By analyzing existing cross correlation between Swiss Re AG and Swiss Re, you can compare the effects of market volatilities on Swiss Re and Swiss Re and check how they will diversify away market risk if combined in the same portfolio for a given time horizon. You can also utilize pair trading strategies of matching a long position in Swiss Re with a short position of Swiss Re. Check out your portfolio center. Please also check ongoing floating volatility patterns of Swiss Re and Swiss Re.
Diversification Opportunities for Swiss Re and Swiss Re
Poor diversification
The 3 months correlation between Swiss and Swiss is 0.66. Overlapping area represents the amount of risk that can be diversified away by holding Swiss Re AG and Swiss Re in the same portfolio, assuming nothing else is changed. The correlation between historical prices or returns on Swiss Re and Swiss Re is a relative statistical measure of the degree to which these equity instruments tend to move together. The correlation coefficient measures the extent to which returns on Swiss Re AG are associated (or correlated) with Swiss Re. Values of the correlation coefficient range from -1 to +1, where. The correlation of zero (0) is possible when the price movement of Swiss Re has no effect on the direction of Swiss Re i.e., Swiss Re and Swiss Re go up and down completely randomly.
Pair Corralation between Swiss Re and Swiss Re
Assuming the 90 days horizon Swiss Re AG is expected to generate 2.77 times more return on investment than Swiss Re. However, Swiss Re is 2.77 times more volatile than Swiss Re. It trades about -0.11 of its potential returns per unit of risk. Swiss Re is currently generating about -0.5 per unit of risk. If you would invest 12,263 in Swiss Re AG on January 19, 2024 and sell it today you would lose (1,463) from holding Swiss Re AG or give up 11.93% of portfolio value over 90 days.

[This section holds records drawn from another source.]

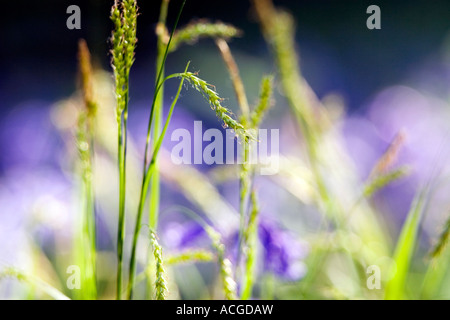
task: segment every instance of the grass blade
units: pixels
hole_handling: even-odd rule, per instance
[[[406,278],[408,276],[414,248],[418,240],[419,226],[422,220],[427,196],[428,188],[425,188],[416,195],[409,210],[408,217],[403,225],[394,254],[396,265],[395,275],[386,285],[386,300],[399,300],[405,298]]]

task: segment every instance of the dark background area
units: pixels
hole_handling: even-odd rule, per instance
[[[291,11],[297,21],[297,41],[303,74],[322,96],[342,93],[357,110],[377,90],[401,83],[424,61],[432,59],[450,30],[450,1],[287,1],[276,5]],[[23,100],[55,101],[76,88],[77,41],[85,38],[97,65],[109,68],[108,43],[113,1],[9,1],[2,4],[0,22],[0,109],[5,112]],[[81,30],[66,28],[66,9],[81,8]],[[155,54],[154,27],[159,1],[138,1],[138,48],[132,77],[148,79],[136,94],[149,95]],[[179,0],[171,1],[169,25]],[[381,8],[381,30],[368,30],[366,9]],[[233,47],[248,55],[268,55],[248,1],[188,0],[184,25],[196,18],[232,23],[244,31]],[[133,81],[133,79],[132,79]],[[136,80],[135,80],[136,81]],[[138,81],[141,82],[141,81]],[[136,96],[135,96],[136,97]]]

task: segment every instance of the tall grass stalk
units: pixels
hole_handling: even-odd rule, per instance
[[[137,26],[136,0],[114,2],[111,21],[114,30],[111,36],[112,68],[116,90],[116,117],[118,124],[118,168],[119,168],[119,219],[117,231],[117,280],[116,298],[121,299],[123,281],[123,246],[125,238],[125,194],[126,194],[126,149],[129,101],[129,75],[134,62]]]
[[[77,248],[77,260],[83,269],[81,298],[95,299],[96,284],[96,223],[93,189],[94,121],[97,105],[93,98],[92,66],[90,53],[84,40],[79,41],[78,60],[81,75],[84,109],[78,117],[77,145],[83,183],[83,214]]]
[[[186,65],[185,72],[187,71],[188,67],[189,67],[189,63]],[[170,79],[170,78],[172,78],[172,76],[166,77],[165,79]],[[180,85],[178,87],[178,91],[177,91],[177,93],[175,95],[174,100],[172,101],[172,105],[170,106],[170,110],[169,110],[169,113],[167,115],[166,122],[164,124],[163,130],[162,130],[161,135],[159,136],[159,138],[158,138],[158,140],[157,140],[157,142],[156,142],[156,144],[154,146],[152,158],[150,160],[149,165],[145,169],[144,175],[142,177],[142,185],[141,185],[141,191],[140,191],[140,196],[139,196],[139,206],[138,206],[138,212],[137,212],[137,216],[136,216],[136,224],[135,224],[135,227],[134,227],[132,248],[131,248],[130,269],[129,269],[129,278],[128,278],[128,290],[127,290],[127,292],[128,292],[128,294],[127,294],[128,299],[132,299],[132,297],[133,297],[134,278],[135,278],[135,274],[136,274],[136,251],[137,251],[139,231],[141,229],[142,214],[143,214],[143,211],[144,211],[144,205],[145,205],[146,195],[147,195],[147,192],[148,192],[148,187],[150,185],[151,177],[152,177],[154,169],[155,169],[155,163],[156,163],[156,159],[158,158],[158,153],[159,153],[159,151],[161,149],[161,145],[162,145],[162,142],[164,140],[164,136],[166,134],[167,128],[169,126],[170,119],[172,118],[173,109],[175,107],[175,104],[178,101],[178,98],[179,98],[180,93],[181,93],[181,89],[183,88],[183,82],[184,82],[184,77],[182,77],[181,80],[180,80]],[[159,90],[159,88],[161,88],[161,86],[159,86],[155,90],[155,94],[157,94],[157,91]],[[153,107],[152,107],[152,110],[153,110]],[[150,121],[151,121],[151,119],[152,119],[152,116],[150,116]]]
[[[217,39],[216,45],[222,55],[227,66],[228,73],[233,83],[233,88],[241,110],[240,120],[244,126],[251,128],[256,132],[267,109],[270,107],[270,99],[272,94],[272,77],[264,77],[261,85],[260,101],[258,105],[251,110],[248,104],[247,95],[245,93],[244,84],[239,74],[239,68],[231,54],[231,50],[224,39]],[[249,163],[249,155],[254,144],[250,144],[248,140],[242,143],[243,161],[239,172],[239,241],[238,241],[238,257],[236,261],[236,270],[240,271],[241,259],[243,262],[243,285],[241,298],[249,299],[251,296],[254,281],[254,261],[256,251],[256,239],[258,231],[257,215],[259,208],[257,206],[256,193],[251,192],[253,184],[253,176],[255,174],[254,167]],[[250,205],[251,197],[251,205]],[[250,210],[250,214],[248,211]],[[239,273],[237,272],[237,277]]]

Time Period | 3 Months [change] |
Direction | Moves Together |
Strength | Significant |
Accuracy | 95.45% |
Values | Daily Returns |
Swiss Re AG vs. Swiss Re
Performance |
Timeline |
Swiss Re AG |
Swiss Re |
Swiss Re and Swiss Re Volatility Contrast
Predicted Return Density |
Returns |
Pair Trading with Swiss Re and Swiss Re
The main advantage of trading using opposite Swiss Re and Swiss Re positions is that it hedges away some unsystematic risk. Because of two separate transactions, even if Swiss Re position performs unexpectedly, Swiss Re can make up some of the losses. Pair trading also minimizes risk from directional movements in the market. For example, if an entire industry or sector drops because of unexpected headlines, the short position in Swiss Re will offset losses from the drop in Swiss Re's long position.The idea behind Swiss Re AG and Swiss Re pairs trading is to make the combined position market-neutral, meaning the overall market's direction will not affect its win or loss (or potential downside or upside). This can be achieved by designing a pairs trade with two highly correlated stocks or equities that operate in a similar space or sector, making it possible to obtain profits through simple and relatively low-risk investment.Swiss Re vs. Pfizer Inc | Swiss Re vs. Heartland Financial USA | Swiss Re vs. Conflux Network | Swiss Re vs. Citigroup Capital XIII |
Check out your portfolio center.Note that this page's information should be used as a complementary analysis to find the right mix of equity instruments to add to your existing portfolios or create a brand new portfolio. You can also try the Content Syndication module to quickly integrate customizable finance content to your own investment portal.